Fuyant les représentants d'une administration au service, selon lui, de l'industrialisation de l'agriculture, Jérôme Laronze, éleveur bovin à Trivy, près de Cluny, était recherché depuis le 11 mai 2017 : ce jour-là, ses vaches, des limousines brunes, allaient être saisies.

Retrouvé par les gendarmes lors d'un contrôle le  20 mai 2017 à Sailly, ce paysan de 37 ans «toujours prêt à rendre service» sera tué par balles, une de côté et deux de dos, alors qu'il s'échappait au volant de sa voiture.

Le gendarme est mis en examen pour «violence avec arme ayant entraîné la mort sans intention de la donner». Sa collègue présente sur les lieux est placée sous le statut de témoin assisté.

Emmanuel Macron venait d'être élu pour un premier mandat, les législatives arrivaient. L'affaire ne reçoit pas d’attention médiatique.

Avec sa mort tragique, Jérôme deviendra pour ses pairs le symbole d'un acharnement administratif face à un monde agricole en crise. 
Six ans plus tard, jour pour jour, une centaine de personnes s'est rassemblée en son honneur devant le Palais de justice de Chalon-sur-Saône, où l'affaire est instruite.

À 16 heures 29, heure des tirs mortels, 11 personnes ont lu ses chroniques sur les marches du tribunal.

À 17 heures 24, heure où le médecin du Samu l'a déclaré mort, les sympathisants se sont allongés symboliquement sur ses mêmes marches, au son de 37 coups de glas.

37 comme les 37 ans qu'a vécu ce grand gaillard que tous appréciaient.

Toujours aussi mobilisés, la famille et ses proches veulent comprendre comment Jérôme a été tué. Dès le début, la famille a reçu des informations contradictoires.

«Tous les actes d’enquête importants ont été faits en mai et juin 2017, et nous n'avons eu accès au dossier que fin août, soit trois mois plus tard», précise Me Julien Chauviré, l'avocat de la famille Laronze.

«On nous a tenus éloignés du dossier», dénonce Marie-Pierre Laronze, sœur aînée de Jérôme Laronze qui défend la mémoire de son frère contre vents et marées et contre l'oubli.
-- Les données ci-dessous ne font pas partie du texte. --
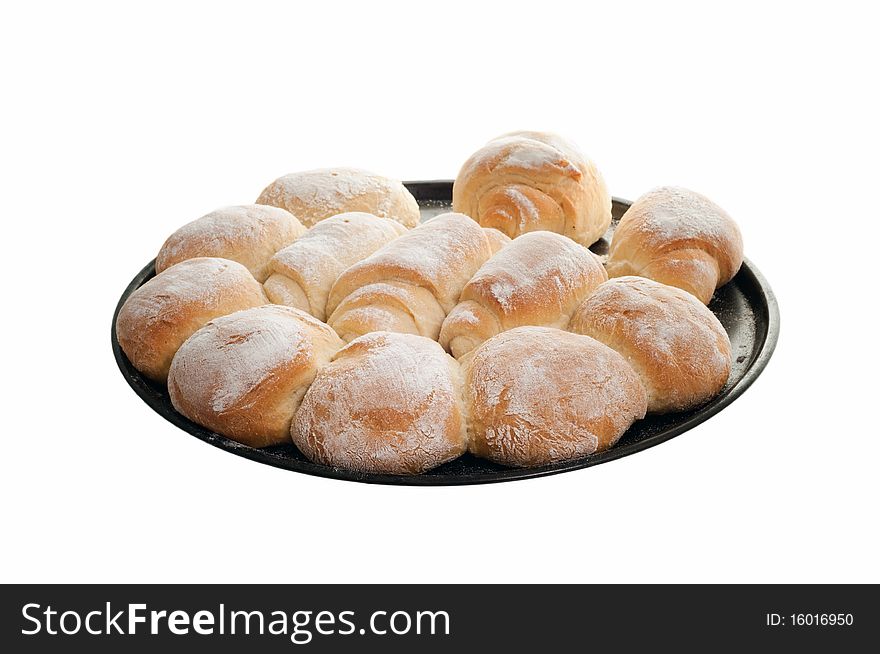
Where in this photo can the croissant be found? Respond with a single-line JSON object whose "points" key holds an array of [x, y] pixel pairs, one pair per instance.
{"points": [[537, 395], [679, 238], [539, 279], [411, 283], [529, 181], [302, 273]]}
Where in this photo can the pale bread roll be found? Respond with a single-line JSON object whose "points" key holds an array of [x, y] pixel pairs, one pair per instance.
{"points": [[249, 234], [539, 279], [409, 284], [244, 375], [538, 395], [677, 237], [675, 344], [388, 403], [159, 316], [314, 195], [530, 181], [302, 273]]}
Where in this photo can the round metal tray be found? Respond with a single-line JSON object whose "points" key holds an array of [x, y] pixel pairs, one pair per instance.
{"points": [[745, 306]]}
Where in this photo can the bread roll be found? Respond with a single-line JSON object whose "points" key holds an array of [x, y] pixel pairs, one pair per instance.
{"points": [[388, 403], [248, 234], [529, 181], [302, 273], [538, 395], [675, 344], [408, 285], [244, 375], [677, 237], [159, 316], [539, 279], [314, 195]]}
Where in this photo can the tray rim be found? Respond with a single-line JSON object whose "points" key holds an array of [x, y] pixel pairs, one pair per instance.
{"points": [[765, 352]]}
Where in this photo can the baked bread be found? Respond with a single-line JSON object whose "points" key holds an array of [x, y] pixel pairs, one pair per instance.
{"points": [[538, 395], [244, 375], [677, 237], [675, 344], [249, 234], [410, 284], [302, 273], [159, 316], [539, 279], [388, 403], [314, 195], [529, 181]]}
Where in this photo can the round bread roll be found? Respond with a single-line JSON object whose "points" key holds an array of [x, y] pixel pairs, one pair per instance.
{"points": [[677, 237], [388, 403], [675, 344], [302, 273], [249, 234], [539, 279], [538, 395], [244, 375], [529, 181], [314, 195], [159, 316]]}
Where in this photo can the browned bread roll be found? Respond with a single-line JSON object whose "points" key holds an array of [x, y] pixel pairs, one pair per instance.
{"points": [[159, 316], [677, 237], [539, 395], [539, 279], [248, 234], [302, 273], [408, 285], [388, 403], [244, 375], [314, 195], [675, 344], [529, 181]]}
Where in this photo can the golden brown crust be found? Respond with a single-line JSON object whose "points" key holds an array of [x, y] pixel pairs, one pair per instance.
{"points": [[676, 345], [538, 395], [529, 181], [677, 237], [304, 272], [410, 284], [388, 403], [314, 195], [539, 279], [249, 234], [159, 316], [244, 375]]}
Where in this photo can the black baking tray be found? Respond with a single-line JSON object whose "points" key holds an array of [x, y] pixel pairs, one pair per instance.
{"points": [[746, 307]]}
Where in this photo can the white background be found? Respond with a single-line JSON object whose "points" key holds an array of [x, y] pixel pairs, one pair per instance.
{"points": [[122, 121]]}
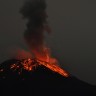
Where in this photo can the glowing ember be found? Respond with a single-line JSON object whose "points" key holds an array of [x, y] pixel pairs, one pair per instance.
{"points": [[31, 64]]}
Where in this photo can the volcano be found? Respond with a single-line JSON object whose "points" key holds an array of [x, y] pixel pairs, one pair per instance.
{"points": [[40, 81]]}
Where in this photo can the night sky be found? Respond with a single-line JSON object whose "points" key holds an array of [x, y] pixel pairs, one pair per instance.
{"points": [[73, 40]]}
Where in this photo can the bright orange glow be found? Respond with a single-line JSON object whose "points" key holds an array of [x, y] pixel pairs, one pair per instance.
{"points": [[31, 64]]}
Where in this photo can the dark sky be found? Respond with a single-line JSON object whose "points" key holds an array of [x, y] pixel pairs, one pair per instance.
{"points": [[73, 40]]}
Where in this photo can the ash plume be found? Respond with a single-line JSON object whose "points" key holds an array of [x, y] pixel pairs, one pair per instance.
{"points": [[34, 11]]}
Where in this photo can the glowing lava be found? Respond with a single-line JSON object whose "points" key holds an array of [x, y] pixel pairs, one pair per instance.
{"points": [[31, 64]]}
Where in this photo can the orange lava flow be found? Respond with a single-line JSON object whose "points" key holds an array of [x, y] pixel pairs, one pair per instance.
{"points": [[31, 64]]}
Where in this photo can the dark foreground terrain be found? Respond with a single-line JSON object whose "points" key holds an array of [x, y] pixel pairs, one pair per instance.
{"points": [[41, 82]]}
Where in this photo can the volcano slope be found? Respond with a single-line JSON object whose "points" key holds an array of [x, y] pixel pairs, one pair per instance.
{"points": [[40, 82]]}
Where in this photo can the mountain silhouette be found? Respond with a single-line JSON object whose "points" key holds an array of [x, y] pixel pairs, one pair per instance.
{"points": [[40, 82]]}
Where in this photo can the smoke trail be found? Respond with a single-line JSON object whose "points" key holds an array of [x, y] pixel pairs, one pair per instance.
{"points": [[34, 11]]}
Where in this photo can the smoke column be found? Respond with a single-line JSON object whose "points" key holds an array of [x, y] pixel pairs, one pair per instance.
{"points": [[34, 12]]}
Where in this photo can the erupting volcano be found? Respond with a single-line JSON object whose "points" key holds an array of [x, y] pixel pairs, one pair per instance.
{"points": [[40, 75], [34, 11]]}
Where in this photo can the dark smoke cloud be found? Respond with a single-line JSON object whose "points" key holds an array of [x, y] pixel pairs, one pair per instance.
{"points": [[34, 11]]}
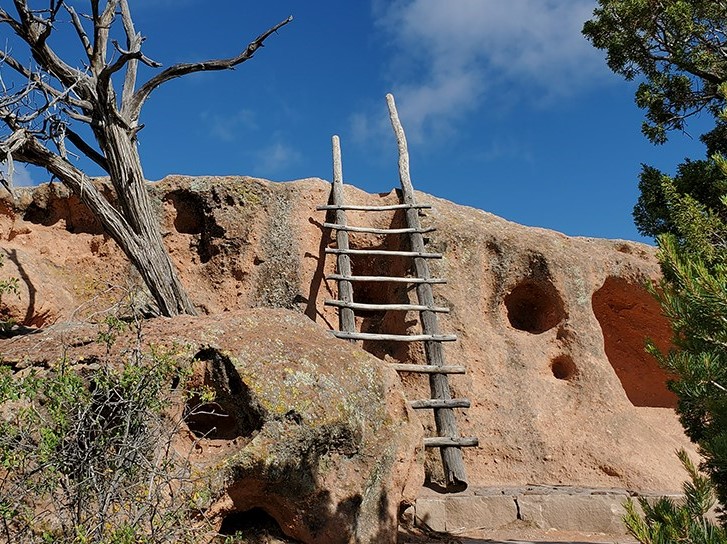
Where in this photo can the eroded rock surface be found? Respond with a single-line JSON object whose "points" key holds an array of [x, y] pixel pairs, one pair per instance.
{"points": [[550, 327], [312, 431]]}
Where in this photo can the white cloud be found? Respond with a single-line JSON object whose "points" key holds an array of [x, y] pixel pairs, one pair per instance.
{"points": [[21, 175], [228, 127], [449, 57], [276, 158]]}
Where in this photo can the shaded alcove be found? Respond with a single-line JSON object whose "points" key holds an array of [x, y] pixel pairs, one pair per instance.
{"points": [[628, 315], [534, 306], [251, 526], [231, 413]]}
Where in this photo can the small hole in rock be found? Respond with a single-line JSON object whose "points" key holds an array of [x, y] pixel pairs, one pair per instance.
{"points": [[534, 306], [563, 367]]}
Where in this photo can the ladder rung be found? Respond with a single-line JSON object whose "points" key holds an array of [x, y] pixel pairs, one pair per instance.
{"points": [[446, 441], [439, 403], [428, 369], [384, 252], [394, 337], [372, 230], [373, 208], [392, 279], [386, 307]]}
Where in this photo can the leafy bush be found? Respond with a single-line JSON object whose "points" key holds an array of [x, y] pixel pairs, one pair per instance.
{"points": [[87, 453]]}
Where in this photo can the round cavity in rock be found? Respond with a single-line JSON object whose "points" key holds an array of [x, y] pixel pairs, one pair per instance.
{"points": [[563, 367], [534, 306]]}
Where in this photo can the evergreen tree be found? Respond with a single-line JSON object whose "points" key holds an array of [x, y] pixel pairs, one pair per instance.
{"points": [[679, 49]]}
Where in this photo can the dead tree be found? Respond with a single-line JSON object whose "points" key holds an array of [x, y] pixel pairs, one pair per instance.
{"points": [[49, 104]]}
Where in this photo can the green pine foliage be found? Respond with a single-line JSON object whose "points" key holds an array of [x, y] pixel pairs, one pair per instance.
{"points": [[666, 521]]}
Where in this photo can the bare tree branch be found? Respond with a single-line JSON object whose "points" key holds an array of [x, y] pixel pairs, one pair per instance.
{"points": [[82, 35], [182, 69], [101, 27], [37, 79], [29, 30], [86, 149]]}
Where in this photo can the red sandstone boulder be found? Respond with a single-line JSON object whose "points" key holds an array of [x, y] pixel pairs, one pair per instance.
{"points": [[314, 432]]}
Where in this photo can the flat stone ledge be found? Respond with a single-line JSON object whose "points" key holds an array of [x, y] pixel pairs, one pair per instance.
{"points": [[560, 508]]}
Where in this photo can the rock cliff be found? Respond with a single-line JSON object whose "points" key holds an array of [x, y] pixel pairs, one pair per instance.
{"points": [[551, 328]]}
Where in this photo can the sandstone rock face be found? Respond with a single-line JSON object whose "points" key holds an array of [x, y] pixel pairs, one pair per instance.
{"points": [[551, 328], [313, 431]]}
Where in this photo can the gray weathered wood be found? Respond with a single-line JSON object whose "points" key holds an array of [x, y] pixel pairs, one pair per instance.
{"points": [[439, 403], [371, 230], [445, 441], [395, 337], [446, 423], [346, 318], [428, 369], [385, 307], [420, 254], [386, 208], [393, 279]]}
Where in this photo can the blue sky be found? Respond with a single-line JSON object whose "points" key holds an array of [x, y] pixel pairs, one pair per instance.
{"points": [[506, 107]]}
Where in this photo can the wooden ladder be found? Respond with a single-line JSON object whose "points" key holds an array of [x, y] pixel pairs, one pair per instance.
{"points": [[441, 401]]}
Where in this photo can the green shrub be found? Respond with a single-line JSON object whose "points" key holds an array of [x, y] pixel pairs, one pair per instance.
{"points": [[87, 453]]}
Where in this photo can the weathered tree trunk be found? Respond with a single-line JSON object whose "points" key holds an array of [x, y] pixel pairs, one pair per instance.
{"points": [[142, 241], [64, 95]]}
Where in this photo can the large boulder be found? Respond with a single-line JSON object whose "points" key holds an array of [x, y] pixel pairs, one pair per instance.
{"points": [[312, 431]]}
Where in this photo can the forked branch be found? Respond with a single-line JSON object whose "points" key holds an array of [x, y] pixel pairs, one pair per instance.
{"points": [[182, 69]]}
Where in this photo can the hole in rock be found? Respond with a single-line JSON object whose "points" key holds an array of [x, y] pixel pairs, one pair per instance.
{"points": [[534, 306], [628, 315], [563, 367], [231, 413], [252, 526], [77, 217], [189, 218], [379, 292]]}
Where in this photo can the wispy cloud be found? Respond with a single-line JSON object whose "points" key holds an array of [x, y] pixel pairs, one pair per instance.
{"points": [[228, 127], [449, 57], [22, 176], [276, 158]]}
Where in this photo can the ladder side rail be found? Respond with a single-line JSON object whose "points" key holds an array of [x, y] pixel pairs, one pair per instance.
{"points": [[346, 319], [445, 420]]}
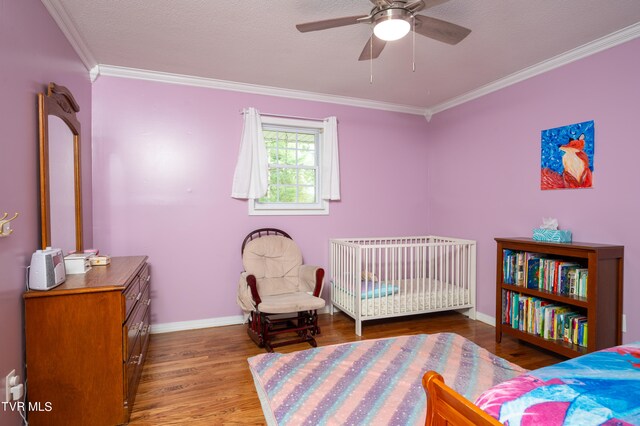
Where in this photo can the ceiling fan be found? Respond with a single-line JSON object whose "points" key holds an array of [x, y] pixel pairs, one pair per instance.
{"points": [[391, 21]]}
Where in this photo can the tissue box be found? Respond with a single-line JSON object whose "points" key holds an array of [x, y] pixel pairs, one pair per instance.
{"points": [[77, 263], [552, 235]]}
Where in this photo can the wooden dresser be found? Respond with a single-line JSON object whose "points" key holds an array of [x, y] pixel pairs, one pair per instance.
{"points": [[86, 342]]}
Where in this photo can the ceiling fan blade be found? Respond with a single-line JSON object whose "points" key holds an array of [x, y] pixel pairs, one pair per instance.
{"points": [[437, 29], [329, 23], [433, 3], [372, 49]]}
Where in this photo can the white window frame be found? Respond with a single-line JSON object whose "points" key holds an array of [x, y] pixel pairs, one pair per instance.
{"points": [[321, 207]]}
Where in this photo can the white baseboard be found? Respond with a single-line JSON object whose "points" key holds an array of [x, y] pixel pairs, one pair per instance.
{"points": [[196, 324], [168, 327], [487, 319]]}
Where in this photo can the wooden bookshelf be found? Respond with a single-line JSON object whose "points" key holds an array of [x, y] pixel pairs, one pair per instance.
{"points": [[602, 306]]}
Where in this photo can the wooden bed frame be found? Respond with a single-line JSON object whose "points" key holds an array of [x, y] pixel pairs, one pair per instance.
{"points": [[445, 406]]}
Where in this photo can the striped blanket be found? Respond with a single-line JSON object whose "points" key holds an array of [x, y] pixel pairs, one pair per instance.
{"points": [[371, 381]]}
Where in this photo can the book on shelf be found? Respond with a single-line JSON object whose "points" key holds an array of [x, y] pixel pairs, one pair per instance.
{"points": [[539, 272], [540, 317]]}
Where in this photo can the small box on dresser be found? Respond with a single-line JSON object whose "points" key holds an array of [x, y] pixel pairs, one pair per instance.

En lisant les centaines de pages d'enquête, actes, dépositions, expertises, auditions, la famille et l'avocat n'ont eu de cesse de soulever des incohérences, de demander des actes pour tenter de les expliquer, et se sont vus refuser la plupart des demandes.

«On fait le travail du juge», estime l'avocat. 

«Plus le temps passe, plus les preuves et les souvenirs disparaissent et s'affaissent. Nous, on n'oublie pas parce qu’on a perdu un frère», assène cette dernière, «une victime ne devrait pas avoir à faire cela. Cela crée de la colère, de l'injustice».

La principale incohérence qu'ils ont mise au jour concerne les explications du gendarme sur sa position lors des tirs; celui assurant avoir été en état de légitime défense et que Jérôme Laronze, au volant de sa voiture, lui fonçait dessus. 

Six longues années après, l'enquête est toujours en cours.

Pour sa famille et ses proches qui réclament la vérité,  «c'est déraisonnable, la justice couvre des faits graves».